Supergrid

Ökostrom könnte künftig aus Afrika kommen

Ein sogenannter Supergrid könnte künftig Solarstrom von Afrika nach Europa transportieren. Das Fraunhofer ISE erforscht Möglichkeiten, Strom aus Erneuerbaren über tausende Kilometer zu transportieren. Das funktioniert aber nur, wenn der Strom möglichst ohne Verluste verteilt und gespeichert werden kann.

Solarenergie© gunnar3000 / Fotolia.com

Freiburg (red) - In Ouarzazate (Marokko) entsteht das größte Solarkraftwerk Nordafrikas. Bereits 2016 soll dort günstiger und emissionsfreier Strom für eine halbe Million Menschen produziert werden. Zukünftig könnten Projekte wie Ouarzazate auch Strom für Europa liefern.
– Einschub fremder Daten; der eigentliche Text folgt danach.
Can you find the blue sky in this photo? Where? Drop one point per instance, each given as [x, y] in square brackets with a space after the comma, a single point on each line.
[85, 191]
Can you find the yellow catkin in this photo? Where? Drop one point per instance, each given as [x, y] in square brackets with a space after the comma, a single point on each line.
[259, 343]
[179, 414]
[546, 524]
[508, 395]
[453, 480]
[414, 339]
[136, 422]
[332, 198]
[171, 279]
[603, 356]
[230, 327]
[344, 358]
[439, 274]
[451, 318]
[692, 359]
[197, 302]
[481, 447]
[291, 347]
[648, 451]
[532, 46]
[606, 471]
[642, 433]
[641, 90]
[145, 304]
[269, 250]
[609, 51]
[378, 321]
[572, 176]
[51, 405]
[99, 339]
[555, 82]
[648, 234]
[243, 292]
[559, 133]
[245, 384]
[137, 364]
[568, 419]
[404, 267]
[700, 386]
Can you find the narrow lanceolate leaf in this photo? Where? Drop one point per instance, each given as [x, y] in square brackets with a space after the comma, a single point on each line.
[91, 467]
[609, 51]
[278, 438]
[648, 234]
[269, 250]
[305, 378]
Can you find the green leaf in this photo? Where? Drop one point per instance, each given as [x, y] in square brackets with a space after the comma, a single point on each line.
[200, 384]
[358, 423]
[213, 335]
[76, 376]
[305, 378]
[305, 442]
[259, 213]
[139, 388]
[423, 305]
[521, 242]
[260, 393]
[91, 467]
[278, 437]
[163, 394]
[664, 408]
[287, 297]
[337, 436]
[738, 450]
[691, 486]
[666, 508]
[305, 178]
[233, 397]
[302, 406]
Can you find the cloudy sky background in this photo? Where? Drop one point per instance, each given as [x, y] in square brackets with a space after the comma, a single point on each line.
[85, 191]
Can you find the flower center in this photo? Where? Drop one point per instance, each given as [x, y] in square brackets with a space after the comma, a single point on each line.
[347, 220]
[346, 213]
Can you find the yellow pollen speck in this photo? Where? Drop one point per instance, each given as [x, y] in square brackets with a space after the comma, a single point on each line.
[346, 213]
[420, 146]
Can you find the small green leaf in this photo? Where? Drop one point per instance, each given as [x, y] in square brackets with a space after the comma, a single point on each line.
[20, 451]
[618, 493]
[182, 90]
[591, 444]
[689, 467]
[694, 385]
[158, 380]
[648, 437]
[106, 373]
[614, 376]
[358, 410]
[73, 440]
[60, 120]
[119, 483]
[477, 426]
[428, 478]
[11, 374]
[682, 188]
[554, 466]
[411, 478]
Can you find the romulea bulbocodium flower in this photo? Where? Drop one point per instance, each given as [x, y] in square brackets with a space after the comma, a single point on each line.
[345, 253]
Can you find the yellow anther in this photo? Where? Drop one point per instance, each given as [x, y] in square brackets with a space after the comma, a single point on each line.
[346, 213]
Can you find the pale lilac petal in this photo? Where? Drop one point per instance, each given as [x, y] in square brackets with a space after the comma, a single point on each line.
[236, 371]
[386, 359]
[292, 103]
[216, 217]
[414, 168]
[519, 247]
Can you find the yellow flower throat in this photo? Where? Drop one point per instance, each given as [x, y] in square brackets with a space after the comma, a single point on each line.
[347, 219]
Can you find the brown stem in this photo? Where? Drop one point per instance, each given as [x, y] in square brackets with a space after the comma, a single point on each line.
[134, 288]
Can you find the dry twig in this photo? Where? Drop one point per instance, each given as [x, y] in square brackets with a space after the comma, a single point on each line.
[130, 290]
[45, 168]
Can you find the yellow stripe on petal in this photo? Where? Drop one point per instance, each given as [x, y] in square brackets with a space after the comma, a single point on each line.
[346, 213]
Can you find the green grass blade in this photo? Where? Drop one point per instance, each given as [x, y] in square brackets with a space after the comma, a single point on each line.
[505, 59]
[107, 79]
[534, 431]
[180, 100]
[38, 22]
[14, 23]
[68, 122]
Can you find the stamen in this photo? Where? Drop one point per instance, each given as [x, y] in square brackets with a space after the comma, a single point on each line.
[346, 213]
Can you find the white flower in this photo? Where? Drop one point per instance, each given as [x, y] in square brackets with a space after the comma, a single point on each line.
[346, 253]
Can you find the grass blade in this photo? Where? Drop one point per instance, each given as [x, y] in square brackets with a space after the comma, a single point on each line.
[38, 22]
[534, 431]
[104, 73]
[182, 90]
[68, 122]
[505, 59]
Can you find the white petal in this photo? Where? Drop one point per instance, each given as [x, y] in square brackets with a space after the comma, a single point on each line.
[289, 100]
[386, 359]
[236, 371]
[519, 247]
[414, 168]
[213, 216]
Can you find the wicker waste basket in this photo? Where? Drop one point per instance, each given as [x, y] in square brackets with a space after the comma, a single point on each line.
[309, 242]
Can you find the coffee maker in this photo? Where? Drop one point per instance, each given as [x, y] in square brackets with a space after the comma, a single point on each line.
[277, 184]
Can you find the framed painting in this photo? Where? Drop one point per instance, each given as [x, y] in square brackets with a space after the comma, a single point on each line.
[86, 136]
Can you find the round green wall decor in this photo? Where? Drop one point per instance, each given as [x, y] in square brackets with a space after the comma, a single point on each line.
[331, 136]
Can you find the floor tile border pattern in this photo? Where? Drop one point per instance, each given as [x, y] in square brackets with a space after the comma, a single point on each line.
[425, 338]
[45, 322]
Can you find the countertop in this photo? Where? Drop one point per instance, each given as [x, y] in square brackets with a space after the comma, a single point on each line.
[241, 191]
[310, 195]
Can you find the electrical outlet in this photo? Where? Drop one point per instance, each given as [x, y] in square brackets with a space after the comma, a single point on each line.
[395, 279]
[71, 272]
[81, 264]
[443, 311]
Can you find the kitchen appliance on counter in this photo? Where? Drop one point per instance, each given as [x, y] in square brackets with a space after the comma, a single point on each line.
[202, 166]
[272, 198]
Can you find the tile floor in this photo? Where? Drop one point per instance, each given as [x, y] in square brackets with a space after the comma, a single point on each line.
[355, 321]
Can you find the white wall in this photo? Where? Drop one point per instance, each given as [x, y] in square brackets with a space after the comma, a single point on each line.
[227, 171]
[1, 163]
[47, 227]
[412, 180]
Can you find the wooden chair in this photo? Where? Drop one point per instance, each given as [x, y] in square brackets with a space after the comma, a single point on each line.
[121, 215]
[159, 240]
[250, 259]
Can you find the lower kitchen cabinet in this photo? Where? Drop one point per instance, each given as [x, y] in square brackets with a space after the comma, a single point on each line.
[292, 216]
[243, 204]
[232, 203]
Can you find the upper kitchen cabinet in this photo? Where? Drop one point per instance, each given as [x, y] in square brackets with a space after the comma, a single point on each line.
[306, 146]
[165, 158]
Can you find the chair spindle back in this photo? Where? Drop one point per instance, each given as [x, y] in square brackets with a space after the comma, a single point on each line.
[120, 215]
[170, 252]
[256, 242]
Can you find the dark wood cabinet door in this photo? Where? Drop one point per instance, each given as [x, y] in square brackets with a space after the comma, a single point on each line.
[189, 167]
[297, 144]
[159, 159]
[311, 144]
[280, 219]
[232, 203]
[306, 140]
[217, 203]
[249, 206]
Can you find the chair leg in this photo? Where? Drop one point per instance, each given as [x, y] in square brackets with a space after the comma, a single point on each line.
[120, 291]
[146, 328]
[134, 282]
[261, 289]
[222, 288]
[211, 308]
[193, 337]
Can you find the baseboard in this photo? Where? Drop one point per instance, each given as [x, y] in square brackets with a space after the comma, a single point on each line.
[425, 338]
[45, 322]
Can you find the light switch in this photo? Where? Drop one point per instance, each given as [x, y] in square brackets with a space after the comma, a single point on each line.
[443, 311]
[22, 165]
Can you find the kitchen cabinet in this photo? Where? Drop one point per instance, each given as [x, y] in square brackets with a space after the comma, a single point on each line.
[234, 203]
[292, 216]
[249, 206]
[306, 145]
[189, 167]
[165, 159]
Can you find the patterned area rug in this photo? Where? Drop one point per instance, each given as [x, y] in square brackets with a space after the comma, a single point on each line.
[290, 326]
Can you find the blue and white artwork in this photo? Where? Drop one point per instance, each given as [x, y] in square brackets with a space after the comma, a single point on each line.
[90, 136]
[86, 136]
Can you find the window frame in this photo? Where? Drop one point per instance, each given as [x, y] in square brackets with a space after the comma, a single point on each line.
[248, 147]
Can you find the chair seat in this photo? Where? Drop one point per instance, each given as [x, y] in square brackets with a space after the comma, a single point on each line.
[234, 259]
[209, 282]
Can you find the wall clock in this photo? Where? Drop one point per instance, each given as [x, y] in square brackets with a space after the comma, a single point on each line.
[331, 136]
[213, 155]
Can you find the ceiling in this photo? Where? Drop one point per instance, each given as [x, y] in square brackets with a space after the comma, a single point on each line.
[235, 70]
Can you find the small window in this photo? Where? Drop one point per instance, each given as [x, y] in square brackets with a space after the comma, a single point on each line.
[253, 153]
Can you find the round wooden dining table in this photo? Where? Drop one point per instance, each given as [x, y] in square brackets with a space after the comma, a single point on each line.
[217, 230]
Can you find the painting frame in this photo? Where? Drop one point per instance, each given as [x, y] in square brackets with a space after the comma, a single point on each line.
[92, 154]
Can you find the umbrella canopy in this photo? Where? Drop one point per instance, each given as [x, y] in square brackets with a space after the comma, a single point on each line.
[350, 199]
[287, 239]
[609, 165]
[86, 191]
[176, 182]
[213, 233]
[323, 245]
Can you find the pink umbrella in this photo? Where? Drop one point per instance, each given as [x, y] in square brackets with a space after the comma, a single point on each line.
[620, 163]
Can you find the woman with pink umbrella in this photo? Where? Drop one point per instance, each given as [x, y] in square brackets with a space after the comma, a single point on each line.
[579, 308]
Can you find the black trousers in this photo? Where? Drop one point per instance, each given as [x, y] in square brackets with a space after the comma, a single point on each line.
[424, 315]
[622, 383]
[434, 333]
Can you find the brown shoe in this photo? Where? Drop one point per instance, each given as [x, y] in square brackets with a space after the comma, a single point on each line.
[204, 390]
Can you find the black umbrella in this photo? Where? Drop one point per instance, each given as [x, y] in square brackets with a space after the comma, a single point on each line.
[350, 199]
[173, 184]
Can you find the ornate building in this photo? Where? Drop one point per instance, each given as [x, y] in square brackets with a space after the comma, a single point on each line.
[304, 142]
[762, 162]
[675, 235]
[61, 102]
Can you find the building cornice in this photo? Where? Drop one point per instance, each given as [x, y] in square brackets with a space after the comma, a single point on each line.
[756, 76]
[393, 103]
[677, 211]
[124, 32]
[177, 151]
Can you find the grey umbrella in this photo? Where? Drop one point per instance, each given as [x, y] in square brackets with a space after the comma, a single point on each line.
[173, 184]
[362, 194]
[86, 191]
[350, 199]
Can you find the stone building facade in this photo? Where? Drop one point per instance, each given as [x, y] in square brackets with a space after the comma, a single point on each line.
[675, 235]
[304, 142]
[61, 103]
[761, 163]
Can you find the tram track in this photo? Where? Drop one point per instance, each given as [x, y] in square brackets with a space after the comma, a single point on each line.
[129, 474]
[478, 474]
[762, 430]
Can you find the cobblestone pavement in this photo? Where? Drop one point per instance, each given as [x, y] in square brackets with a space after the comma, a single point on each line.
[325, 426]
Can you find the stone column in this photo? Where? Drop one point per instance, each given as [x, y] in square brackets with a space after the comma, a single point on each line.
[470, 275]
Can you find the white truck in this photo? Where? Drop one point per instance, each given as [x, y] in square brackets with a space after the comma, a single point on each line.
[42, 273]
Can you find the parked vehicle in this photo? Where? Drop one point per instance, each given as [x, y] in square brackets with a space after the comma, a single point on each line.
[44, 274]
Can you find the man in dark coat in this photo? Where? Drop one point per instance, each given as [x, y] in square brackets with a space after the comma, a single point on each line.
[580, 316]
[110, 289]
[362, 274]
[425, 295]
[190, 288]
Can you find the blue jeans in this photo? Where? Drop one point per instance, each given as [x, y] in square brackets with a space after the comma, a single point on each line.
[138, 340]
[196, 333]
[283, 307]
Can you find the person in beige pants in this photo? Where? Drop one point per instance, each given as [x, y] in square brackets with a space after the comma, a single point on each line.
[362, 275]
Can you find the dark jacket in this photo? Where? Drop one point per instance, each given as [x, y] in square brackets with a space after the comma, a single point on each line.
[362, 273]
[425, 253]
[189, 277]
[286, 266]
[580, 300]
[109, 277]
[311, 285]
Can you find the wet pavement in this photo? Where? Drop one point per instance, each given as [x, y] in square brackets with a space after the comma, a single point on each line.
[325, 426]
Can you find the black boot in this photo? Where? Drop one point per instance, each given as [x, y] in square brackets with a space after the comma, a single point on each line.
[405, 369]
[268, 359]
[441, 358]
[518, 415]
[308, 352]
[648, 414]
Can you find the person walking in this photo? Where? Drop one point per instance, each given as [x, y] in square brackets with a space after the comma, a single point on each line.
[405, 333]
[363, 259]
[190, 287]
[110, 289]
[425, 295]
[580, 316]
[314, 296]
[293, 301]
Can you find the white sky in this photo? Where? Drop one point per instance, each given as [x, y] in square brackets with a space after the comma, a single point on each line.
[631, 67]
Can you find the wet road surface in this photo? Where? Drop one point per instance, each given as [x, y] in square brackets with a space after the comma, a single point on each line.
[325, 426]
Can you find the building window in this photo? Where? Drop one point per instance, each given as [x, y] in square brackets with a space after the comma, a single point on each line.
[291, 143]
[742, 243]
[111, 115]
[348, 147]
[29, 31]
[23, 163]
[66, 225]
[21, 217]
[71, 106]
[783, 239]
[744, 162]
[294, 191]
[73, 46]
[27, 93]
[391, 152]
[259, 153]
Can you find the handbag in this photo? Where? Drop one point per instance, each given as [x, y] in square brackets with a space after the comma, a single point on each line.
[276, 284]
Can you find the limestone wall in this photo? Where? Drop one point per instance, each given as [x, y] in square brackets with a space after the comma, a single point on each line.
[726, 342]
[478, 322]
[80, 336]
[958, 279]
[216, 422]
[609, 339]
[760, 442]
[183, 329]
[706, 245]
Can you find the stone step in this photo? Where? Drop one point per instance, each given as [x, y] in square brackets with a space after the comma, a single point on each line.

Um Strom von Kontinent zu Kontinent zu transportieren, ist ein zuverlässiger Netzverbund auch vor Ort Voraussetzung.

Das Fraunhofer-Institut für Solare Energiesysteme ISE forscht gemeinsam mit weiteren Fraunhofer-Instituten an verschiedenen Aspekten eines sogenannten "Supergrid". Dabei handelt es sich um Systeme, die elektrische Energie nicht nur erzeugen, sondern auch speichern und verteilen können. Mit Hilfe eines Energiesystemmodells (RESlion) erfolgt die Standortsuche für neue Kraftwerke unter Berücksichtigung aller existierenden Erzeugungs- und Speichersysteme sowie der Netzinfrastruktur.

Solarstrom aus Afrika

Den Ergebnissen aus den Modelluntersuchungen nach eignen sich Photovoltaik-Anlagen (PV) in Nordafrika, die verbrauchsnah installiert sind, am besten, berichtet das Fraunhofer-Institut. Solarthermische-Kraftwerke (Concentrated Solar Power/CSP) kommen vor allem dort zum Zug, wo es um große thermische Speicherkapazitäten zur Sicherung der Systemstabilität im Netzverbund geht. "Es ist wichtig, dass wir planbar Strom aus erneuerbaren Quellen erhalten. Strom aus Nordafrika kann z. B. Lücken in der europäischen Stromerzeugung durch erneuerbare Energien füllen. Strombedarf und -überschuss standortübergreifend auszugleichen, das ist einer der Leitgedanken des Supergrid", so Dr. Werner Platzer, Bereichsleiter Solarthermie und Optik am Fraunhofer ISE und Koordinator im Projekt "Supergrid".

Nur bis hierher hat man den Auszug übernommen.